Newest iPhone app makes terrorism simpler

The newest iPhone app, released by iJihad, al-Qaeda’s software development team, has caused a stir in the Middle East.  Now with the touch of a few buttons, a would-be shoe bomber can now send any modern airliner hurtling out of the air.  The app, known as “Allah Akbar”  is so popular among terrorists that downloads have temporarily overwhelmed iJihad software servers.

This device is now a Weapon of Mass Destruction
This device is now a Weapon of Mass Destruction

“Jihad has always been a struggle, but thanks to the efforts of our programmers, one tech-savvy Mujaheddin can do the work of 9 highly trained box cutter wielding psychos. With their own device, we will undo the fabric of Western society and replace it with the will of Allah.”

Allah Akbar features incognito “behind the scenes” operation to elude detection, a direct touch-screen firing capability, and an MP3 file that will automate the final cry of victory, “Allah Akbar!”  But this is not all that makes iJihad’s Allah Akbar controversial. It is the program’s deliberate marketing to young Muslims in poor Middle Eastern villages.
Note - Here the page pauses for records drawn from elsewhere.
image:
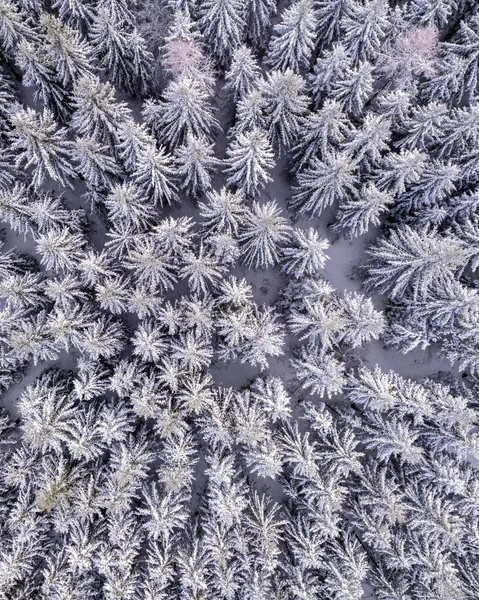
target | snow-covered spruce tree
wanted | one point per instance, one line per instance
(184, 110)
(66, 49)
(127, 470)
(195, 161)
(306, 256)
(41, 144)
(284, 104)
(414, 261)
(355, 216)
(249, 159)
(243, 72)
(292, 43)
(321, 131)
(329, 66)
(257, 17)
(97, 113)
(364, 26)
(263, 233)
(155, 175)
(354, 87)
(324, 183)
(222, 25)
Dial 911 for great victory
Dial 911 for great victory

“They are selling this app to idealistic young men who will probably never see an airplane unless it’s dropping bombs on them from 30,000 feet. It’s not fair that they should be spending their hard earned opium farming money on worthless apps that make them ‘feel’ more like a terrorist.  These young men need AK47s and ammo, not iPhones and apps that do all the terrorizing for them.”

Early skepticism is normal in the technophobic Middle East, but results are expected soon.  Younger radicals have expressed overwhelming support for further development of even more dangerous versions of the same software.

“I hope that in the future iJihad can create an app that will be able to one day hijack an airplane and crash it into monuments at the touch of a button, Allah willing.”

UPDATE:

An inordinate amount of airliners have begun to fall all over the Middle East, causing untold damage to already bombed-out cities in Afghanistan, Iraq, Pakistan, and Israel.

One Pakistani reviewer said of Allah Akbar’s main feature, “While I was at work, a 747 crashed into my house, causing untold loss, including our family dog and my youngest wife. After suffering a most collapsing grief, I stopped, dried my eyes and thought, ‘Finally, an iPhone that does something useful!’ They should start calling this thing the iPwn.”